The present invention relates to a process for producing acyloxysilanes, and more particularly, to an improved process for the continuous production of acyloxysilanes in a system which substantially increases capacity over prior art systems.
Acyloxysilanes are well known cross-linking agents for 1-part room temperature vulcanizable silicone rubber compositions. One common acyloxysilane cross-linking agent is methyltriacetoxysilane.
Acyloxysilane cross-linking agent has been made by the reaction of an appropriate chlorosilane with a carboxylic anhydride or with a carboxylic acid. One process for preparing acyloxysilanes by reacting a chlorosilane with a carboxylic acid or carboxylic acid anhydride in the presence of an iron complexing agent is disclosed in U.S. Pat. No. 3,974,198. In U.S. Pat. No. 3,974,198, an aliphatic carboxylic acid, such as, glacial acetic acid, was added at the top of a distilling column to a refluxing mixture of a chlorosilane in an organic solvent, such as hexane, containing an iron complexing agent. After the completion of the addition of the aliphatic carboxylic acid, the solvent was removed by distillation, and the acyloxysilane compound was eventually isolated from the mixture.
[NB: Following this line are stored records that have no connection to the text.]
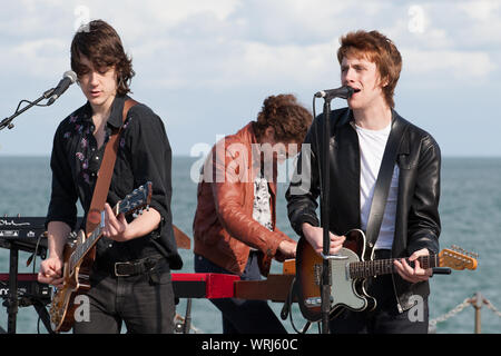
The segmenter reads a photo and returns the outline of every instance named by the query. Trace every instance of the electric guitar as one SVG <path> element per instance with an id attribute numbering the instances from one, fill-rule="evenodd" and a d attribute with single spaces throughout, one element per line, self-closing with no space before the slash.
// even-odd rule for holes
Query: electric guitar
<path id="1" fill-rule="evenodd" d="M 131 214 L 148 208 L 151 200 L 151 182 L 135 189 L 115 207 L 116 216 Z M 68 332 L 75 323 L 75 312 L 78 304 L 75 297 L 90 289 L 90 271 L 97 241 L 102 236 L 105 219 L 101 216 L 100 225 L 90 234 L 84 230 L 78 233 L 76 240 L 65 245 L 62 277 L 63 286 L 57 289 L 50 305 L 50 322 L 56 333 Z"/>
<path id="2" fill-rule="evenodd" d="M 335 259 L 328 259 L 331 288 L 331 318 L 337 316 L 343 308 L 354 312 L 372 310 L 376 300 L 366 293 L 366 278 L 396 273 L 391 259 L 372 259 L 373 253 L 366 255 L 365 234 L 353 229 Z M 369 253 L 369 251 L 367 251 Z M 369 256 L 364 260 L 364 256 Z M 443 249 L 439 255 L 418 258 L 424 269 L 450 267 L 452 269 L 475 269 L 478 257 L 460 248 Z M 406 260 L 409 263 L 409 259 Z M 322 319 L 322 270 L 323 259 L 302 237 L 296 249 L 296 297 L 303 316 L 310 322 Z"/>

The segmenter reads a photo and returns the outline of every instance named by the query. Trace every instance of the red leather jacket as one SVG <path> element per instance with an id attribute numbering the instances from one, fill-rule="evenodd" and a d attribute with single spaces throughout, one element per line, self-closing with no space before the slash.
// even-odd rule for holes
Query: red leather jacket
<path id="1" fill-rule="evenodd" d="M 276 169 L 274 179 L 268 179 L 274 230 L 268 230 L 252 217 L 254 178 L 261 169 L 256 161 L 258 155 L 253 155 L 253 144 L 258 142 L 249 122 L 213 147 L 197 189 L 194 253 L 242 275 L 253 247 L 259 251 L 261 273 L 267 276 L 278 245 L 292 239 L 275 226 Z"/>

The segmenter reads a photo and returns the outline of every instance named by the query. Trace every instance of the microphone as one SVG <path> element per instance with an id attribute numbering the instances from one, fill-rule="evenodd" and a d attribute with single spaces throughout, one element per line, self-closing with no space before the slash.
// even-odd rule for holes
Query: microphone
<path id="1" fill-rule="evenodd" d="M 50 93 L 49 101 L 47 106 L 52 105 L 73 82 L 77 81 L 77 73 L 72 70 L 68 70 L 62 75 L 62 79 L 59 81 L 58 86 Z"/>
<path id="2" fill-rule="evenodd" d="M 348 86 L 343 86 L 337 89 L 325 89 L 315 92 L 316 98 L 334 99 L 334 98 L 350 98 L 354 92 L 354 89 Z"/>

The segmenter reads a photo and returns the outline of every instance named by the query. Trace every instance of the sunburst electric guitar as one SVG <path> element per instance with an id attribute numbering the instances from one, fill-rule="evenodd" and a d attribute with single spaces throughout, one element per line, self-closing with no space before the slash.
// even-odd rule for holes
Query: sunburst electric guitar
<path id="1" fill-rule="evenodd" d="M 115 207 L 116 216 L 131 214 L 148 207 L 151 199 L 151 182 L 135 189 Z M 75 241 L 68 243 L 63 251 L 62 277 L 63 286 L 57 289 L 50 305 L 50 322 L 56 333 L 68 332 L 75 323 L 75 312 L 78 304 L 75 297 L 90 289 L 90 270 L 94 263 L 92 253 L 99 238 L 102 236 L 104 219 L 90 234 L 84 230 L 78 233 Z"/>
<path id="2" fill-rule="evenodd" d="M 365 235 L 362 230 L 354 229 L 345 236 L 346 240 L 338 256 L 328 259 L 332 280 L 331 317 L 335 317 L 343 308 L 355 312 L 375 308 L 376 300 L 366 293 L 366 278 L 396 273 L 394 258 L 374 260 L 372 251 L 366 255 Z M 369 256 L 367 260 L 364 260 L 364 256 Z M 422 256 L 418 260 L 424 269 L 450 267 L 460 270 L 475 269 L 474 257 L 474 254 L 455 248 L 443 249 L 439 255 Z M 303 316 L 310 322 L 322 319 L 322 257 L 302 237 L 296 250 L 296 297 Z"/>

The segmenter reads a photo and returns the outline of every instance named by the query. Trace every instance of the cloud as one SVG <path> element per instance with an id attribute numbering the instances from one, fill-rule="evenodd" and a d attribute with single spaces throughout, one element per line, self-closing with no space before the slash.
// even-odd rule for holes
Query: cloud
<path id="1" fill-rule="evenodd" d="M 458 81 L 484 80 L 498 69 L 491 56 L 481 51 L 403 49 L 404 68 L 411 75 L 439 76 L 436 80 L 452 78 Z"/>

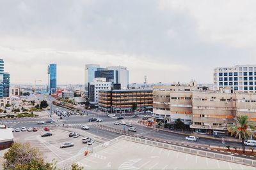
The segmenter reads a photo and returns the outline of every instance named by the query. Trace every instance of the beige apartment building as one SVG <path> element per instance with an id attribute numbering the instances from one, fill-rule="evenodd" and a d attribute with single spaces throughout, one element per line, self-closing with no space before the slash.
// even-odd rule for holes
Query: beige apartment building
<path id="1" fill-rule="evenodd" d="M 155 87 L 153 112 L 157 119 L 189 122 L 195 133 L 225 134 L 238 115 L 256 122 L 256 94 L 231 93 L 229 89 L 200 90 L 191 85 Z"/>

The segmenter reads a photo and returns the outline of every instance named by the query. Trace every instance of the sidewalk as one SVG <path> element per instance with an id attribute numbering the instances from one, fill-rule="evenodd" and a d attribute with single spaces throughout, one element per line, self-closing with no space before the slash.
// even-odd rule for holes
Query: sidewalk
<path id="1" fill-rule="evenodd" d="M 186 132 L 180 132 L 180 131 L 175 131 L 173 130 L 170 130 L 167 128 L 164 128 L 164 129 L 159 129 L 159 128 L 155 128 L 155 127 L 148 127 L 148 126 L 146 126 L 146 125 L 143 125 L 140 123 L 137 122 L 137 125 L 141 125 L 141 126 L 143 126 L 143 127 L 147 127 L 148 128 L 151 128 L 151 129 L 156 129 L 157 131 L 164 131 L 164 132 L 168 132 L 170 133 L 174 133 L 174 134 L 181 134 L 181 135 L 184 135 L 184 136 L 197 136 L 200 138 L 205 138 L 205 139 L 214 139 L 214 140 L 218 140 L 218 141 L 221 141 L 221 138 L 215 138 L 211 136 L 209 136 L 207 134 L 194 134 L 194 133 L 191 133 L 190 132 L 188 131 L 186 131 Z M 227 142 L 236 142 L 236 143 L 241 143 L 241 140 L 239 139 L 236 139 L 232 137 L 228 137 L 228 136 L 225 136 L 225 141 Z"/>

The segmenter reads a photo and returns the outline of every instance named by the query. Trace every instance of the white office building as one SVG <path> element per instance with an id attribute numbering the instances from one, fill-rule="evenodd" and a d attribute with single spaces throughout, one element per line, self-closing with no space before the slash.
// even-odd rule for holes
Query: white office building
<path id="1" fill-rule="evenodd" d="M 214 89 L 230 87 L 231 92 L 256 92 L 256 65 L 237 65 L 214 69 Z"/>
<path id="2" fill-rule="evenodd" d="M 99 91 L 110 90 L 111 82 L 106 82 L 106 78 L 95 78 L 93 83 L 89 83 L 88 98 L 91 104 L 99 104 Z"/>

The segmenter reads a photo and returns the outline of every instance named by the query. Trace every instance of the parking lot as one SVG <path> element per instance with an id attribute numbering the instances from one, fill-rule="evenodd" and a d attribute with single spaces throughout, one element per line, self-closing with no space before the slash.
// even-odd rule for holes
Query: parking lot
<path id="1" fill-rule="evenodd" d="M 56 129 L 51 130 L 50 132 L 52 136 L 41 137 L 45 133 L 42 129 L 38 132 L 13 132 L 15 141 L 17 142 L 28 142 L 31 146 L 37 148 L 43 153 L 47 162 L 51 162 L 53 159 L 60 162 L 74 156 L 81 152 L 84 152 L 87 148 L 96 146 L 99 145 L 95 142 L 92 146 L 82 143 L 83 136 L 77 138 L 68 137 L 70 132 L 62 129 Z M 90 135 L 86 137 L 90 137 Z M 74 146 L 70 148 L 60 148 L 60 146 L 66 142 L 71 142 Z"/>
<path id="2" fill-rule="evenodd" d="M 126 140 L 91 153 L 77 164 L 86 169 L 255 169 Z"/>

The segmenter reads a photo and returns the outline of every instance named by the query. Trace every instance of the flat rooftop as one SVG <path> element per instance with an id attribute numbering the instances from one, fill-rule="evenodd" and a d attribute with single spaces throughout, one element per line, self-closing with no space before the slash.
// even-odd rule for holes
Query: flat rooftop
<path id="1" fill-rule="evenodd" d="M 255 169 L 127 140 L 92 153 L 77 163 L 85 169 Z"/>

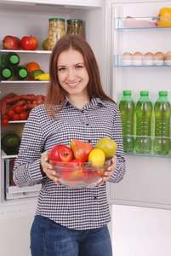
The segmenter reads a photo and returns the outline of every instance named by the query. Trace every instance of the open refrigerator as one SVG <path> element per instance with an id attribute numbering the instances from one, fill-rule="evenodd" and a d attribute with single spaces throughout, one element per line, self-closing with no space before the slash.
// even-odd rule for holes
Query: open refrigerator
<path id="1" fill-rule="evenodd" d="M 125 28 L 123 22 L 127 16 L 151 19 L 157 16 L 162 7 L 171 7 L 170 1 L 123 1 L 123 0 L 4 0 L 0 1 L 1 44 L 6 35 L 21 38 L 33 35 L 37 38 L 36 51 L 16 51 L 20 63 L 39 63 L 41 69 L 48 72 L 51 51 L 43 50 L 43 41 L 48 38 L 48 19 L 64 18 L 83 20 L 86 40 L 97 58 L 105 91 L 118 104 L 123 90 L 131 90 L 134 102 L 140 90 L 149 90 L 155 102 L 159 90 L 168 90 L 171 102 L 170 67 L 124 67 L 120 61 L 128 52 L 153 53 L 171 50 L 171 28 Z M 0 50 L 0 55 L 5 50 Z M 0 82 L 1 98 L 10 92 L 18 95 L 34 93 L 46 95 L 48 82 L 4 81 Z M 25 121 L 10 121 L 1 126 L 1 134 L 14 129 L 22 129 Z M 39 185 L 17 188 L 10 184 L 13 161 L 16 155 L 0 158 L 0 213 L 2 218 L 20 218 L 26 212 L 34 215 Z M 119 183 L 107 183 L 110 204 L 140 206 L 162 209 L 171 208 L 170 156 L 126 154 L 127 173 Z M 112 224 L 112 223 L 111 224 Z M 3 236 L 0 234 L 0 236 Z M 4 255 L 9 255 L 4 253 Z M 19 254 L 17 254 L 19 256 Z"/>
<path id="2" fill-rule="evenodd" d="M 111 52 L 107 55 L 111 59 L 111 94 L 117 104 L 123 90 L 132 91 L 135 105 L 140 90 L 149 91 L 153 109 L 160 90 L 168 91 L 171 102 L 170 63 L 146 66 L 143 62 L 137 65 L 133 61 L 125 64 L 123 59 L 125 52 L 132 55 L 140 52 L 145 55 L 147 52 L 166 55 L 171 50 L 171 28 L 153 26 L 159 10 L 165 7 L 171 8 L 170 1 L 108 1 L 111 15 L 108 19 L 111 20 L 110 31 L 112 33 L 110 36 L 108 32 Z M 136 129 L 134 135 L 136 137 Z M 154 110 L 151 139 L 153 142 Z M 108 186 L 109 201 L 118 205 L 171 209 L 171 153 L 157 155 L 152 148 L 148 154 L 137 154 L 134 150 L 126 153 L 125 157 L 127 173 L 121 183 Z"/>

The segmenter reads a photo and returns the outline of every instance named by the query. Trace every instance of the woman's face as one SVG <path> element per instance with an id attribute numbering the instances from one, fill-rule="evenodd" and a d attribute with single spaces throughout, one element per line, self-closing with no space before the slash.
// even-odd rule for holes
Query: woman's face
<path id="1" fill-rule="evenodd" d="M 62 51 L 57 62 L 58 79 L 67 96 L 87 93 L 89 80 L 83 55 L 75 49 Z"/>

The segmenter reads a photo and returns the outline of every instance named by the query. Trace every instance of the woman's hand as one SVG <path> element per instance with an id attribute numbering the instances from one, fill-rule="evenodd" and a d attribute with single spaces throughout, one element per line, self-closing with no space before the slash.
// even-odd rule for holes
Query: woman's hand
<path id="1" fill-rule="evenodd" d="M 111 160 L 111 165 L 106 168 L 106 170 L 104 172 L 104 175 L 102 176 L 102 181 L 99 183 L 97 185 L 98 187 L 101 186 L 105 181 L 107 181 L 111 175 L 113 175 L 116 164 L 117 164 L 117 156 L 113 155 L 113 157 Z"/>
<path id="2" fill-rule="evenodd" d="M 40 160 L 40 166 L 43 175 L 48 176 L 50 179 L 52 179 L 54 183 L 60 185 L 60 181 L 56 176 L 56 172 L 53 170 L 53 166 L 48 163 L 48 156 L 49 152 L 45 151 L 43 153 L 41 160 Z"/>

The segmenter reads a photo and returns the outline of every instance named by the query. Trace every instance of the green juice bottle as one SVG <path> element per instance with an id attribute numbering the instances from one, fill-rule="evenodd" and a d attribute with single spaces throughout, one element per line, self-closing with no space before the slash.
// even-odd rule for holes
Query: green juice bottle
<path id="1" fill-rule="evenodd" d="M 123 96 L 119 103 L 121 113 L 124 152 L 134 149 L 134 125 L 135 105 L 131 96 L 131 90 L 123 90 Z"/>
<path id="2" fill-rule="evenodd" d="M 153 151 L 157 154 L 170 153 L 170 102 L 168 99 L 168 91 L 159 91 L 154 106 L 155 115 L 155 138 Z"/>
<path id="3" fill-rule="evenodd" d="M 149 154 L 151 151 L 151 115 L 152 103 L 149 91 L 140 91 L 140 98 L 136 105 L 136 139 L 135 151 L 139 154 Z"/>

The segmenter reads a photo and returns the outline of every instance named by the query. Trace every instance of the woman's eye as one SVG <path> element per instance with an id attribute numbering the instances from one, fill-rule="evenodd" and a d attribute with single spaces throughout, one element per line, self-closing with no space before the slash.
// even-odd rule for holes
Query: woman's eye
<path id="1" fill-rule="evenodd" d="M 65 71 L 66 68 L 65 68 L 65 67 L 60 67 L 60 68 L 59 68 L 58 70 L 59 70 L 59 71 Z"/>
<path id="2" fill-rule="evenodd" d="M 82 67 L 83 67 L 80 66 L 80 65 L 78 65 L 78 66 L 76 67 L 76 68 L 77 68 L 77 69 L 82 68 Z"/>

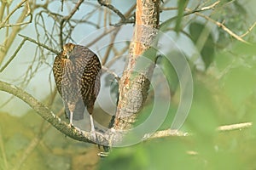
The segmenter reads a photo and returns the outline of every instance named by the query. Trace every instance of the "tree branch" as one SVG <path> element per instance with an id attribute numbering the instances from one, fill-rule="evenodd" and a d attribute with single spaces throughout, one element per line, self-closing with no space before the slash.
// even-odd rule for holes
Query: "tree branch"
<path id="1" fill-rule="evenodd" d="M 64 23 L 65 23 L 66 20 L 69 20 L 73 17 L 73 15 L 79 8 L 80 5 L 83 3 L 84 1 L 84 0 L 79 0 L 76 3 L 75 7 L 72 9 L 71 13 L 68 15 L 63 17 L 62 20 L 61 20 L 61 23 L 60 23 L 60 44 L 61 44 L 61 47 L 62 47 L 64 45 L 63 37 L 62 37 L 63 36 L 62 32 L 63 32 Z"/>
<path id="2" fill-rule="evenodd" d="M 104 134 L 96 132 L 97 141 L 93 141 L 93 136 L 90 133 L 82 131 L 76 128 L 69 128 L 68 124 L 61 121 L 55 116 L 48 107 L 38 101 L 31 94 L 23 91 L 21 88 L 0 81 L 0 90 L 11 94 L 29 105 L 40 116 L 49 122 L 57 130 L 66 134 L 67 136 L 79 141 L 84 141 L 91 144 L 102 144 L 108 145 L 108 141 Z"/>
<path id="3" fill-rule="evenodd" d="M 149 56 L 143 56 L 143 54 L 150 48 L 157 35 L 159 3 L 159 0 L 137 1 L 136 26 L 133 40 L 130 45 L 127 65 L 119 81 L 114 129 L 130 129 L 148 97 L 154 68 L 154 59 L 156 58 L 156 54 L 150 53 L 150 59 Z M 139 66 L 142 63 L 139 61 L 142 61 L 143 57 L 148 57 L 152 62 L 144 63 L 142 68 Z"/>

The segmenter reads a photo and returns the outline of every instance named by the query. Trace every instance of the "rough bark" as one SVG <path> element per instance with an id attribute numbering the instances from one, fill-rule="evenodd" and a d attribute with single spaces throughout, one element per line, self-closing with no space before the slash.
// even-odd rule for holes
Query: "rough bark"
<path id="1" fill-rule="evenodd" d="M 156 58 L 150 47 L 159 26 L 159 0 L 137 1 L 133 40 L 119 81 L 114 129 L 130 129 L 147 99 Z"/>

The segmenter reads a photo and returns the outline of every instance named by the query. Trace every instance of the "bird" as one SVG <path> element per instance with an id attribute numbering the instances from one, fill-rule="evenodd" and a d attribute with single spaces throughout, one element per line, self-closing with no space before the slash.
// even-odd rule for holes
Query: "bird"
<path id="1" fill-rule="evenodd" d="M 101 88 L 102 65 L 88 48 L 68 42 L 55 56 L 53 73 L 57 91 L 62 98 L 69 127 L 73 120 L 84 119 L 85 108 L 90 115 L 90 133 L 96 137 L 93 109 Z"/>

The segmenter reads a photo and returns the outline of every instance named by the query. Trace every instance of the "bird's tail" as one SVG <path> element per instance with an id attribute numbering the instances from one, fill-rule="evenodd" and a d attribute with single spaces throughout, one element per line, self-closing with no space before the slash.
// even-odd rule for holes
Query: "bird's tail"
<path id="1" fill-rule="evenodd" d="M 84 112 L 85 105 L 82 100 L 79 100 L 76 103 L 75 110 L 73 111 L 73 120 L 79 121 L 84 119 Z M 65 111 L 66 118 L 69 119 L 70 111 L 67 107 L 66 107 Z"/>

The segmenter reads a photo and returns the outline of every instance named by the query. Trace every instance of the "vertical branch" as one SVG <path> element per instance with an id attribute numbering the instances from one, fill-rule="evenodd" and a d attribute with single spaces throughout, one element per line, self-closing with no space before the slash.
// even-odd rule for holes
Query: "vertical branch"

Aliphatic carboxylic acid in the vapor phase is passed upwards from the bottom of a column filled with Raschig rings countercurrent to a flow of chlorosilane in U.S. Pat. No. 4,176,130. However, in U.S. Pat. No. 4,176,130 only a limited amount of aliphatic carboxylic acid is introduced into the column so that the feed rate of the carboxylic acid does not exceed 1.3 moles per gram atom of silicon-bonded chlorine in the column. Thus, at most, only a very slight excess of aliphatic carboxylic acid is introduced into the column in U.S. Pat. No. 4,176,130. The liquid glacial acetic acid vaporizes as it enters the column, and the acetic acid vapor rises against the flow of the chlorosilane. In more preferred embodiments, U.S. Pat. No. 4,176,130 specifies operation of the column at 50 to 300 mm (Hg) absolute such that the product exiting from the reboiler is substantially free of acetic acid. The reduction of absolute pressure reduces the temperatures in the column, reduces the density of the vapor phase, and reduces the equilibrium concentration of the chlorosilane monomer (methyltrichlorosilane or ethyltrichlorosilane) in the liquid phase (primarily liquid acetic acid). Thus, operation at pressures substantially below atmospheric pressure reduces the rate of reaction due to lower temperature and lower concentration of chlorosilane reactant in the liquid phase in the column and reduces the rate of mass transfer of unreacted chlorosilane from the vapor phase to the liquid phase. In addition, the slight excess of carboxylic acid results in a lower reaction rate in contrast to an excess of about 30 to 100% above stoichiometric requirements. The practical use of acyloxysilanes produced by this method requires that the remaining unreacted chlorine attached to silicon be reduced to a level of at least 50 ppm. and preferably below 10 ppm. The process described in U.S. Pat. No. 4,176,130 reduces the rate of reaction to a level that seriously limits the column throughput if the product requirement of less than 50 ppm., and preferably less than 10 ppm. of residual chloride, is to be obtained. The formation of dimer at the bottom of the column is a significant side reaction that results from thermal decomposition of monomeric acyloxysilanes or from a reaction of the chlorosilane with acyloxysilane or both. The dimer is represented by the following formula: EQU R.sub.n (R'COO).sub.3-n Si--O--Si(R'COO).sub.3-n R
wherein R and R' are alkyl radicals generally of 1 to about 8 carbon atoms and n is 1 to 3. When the reactants form dimer, it reduces the amount of product. Thus, it is desirable to reduce the amount of dimer formed from the reaction, or to increase column throughput to provide commercial quantities of the acyloxysilanes even though the dimer is formed.
The continuous prior art processes are also disadvantageous insofar as low boiling contaminants generally accumulate in the column, and the low boiling contaminants reduce the column temperature. Accordingly, it is desirable to provide a process which eliminates this problem so that the column temperature can be maintained at a steady maximum temperature.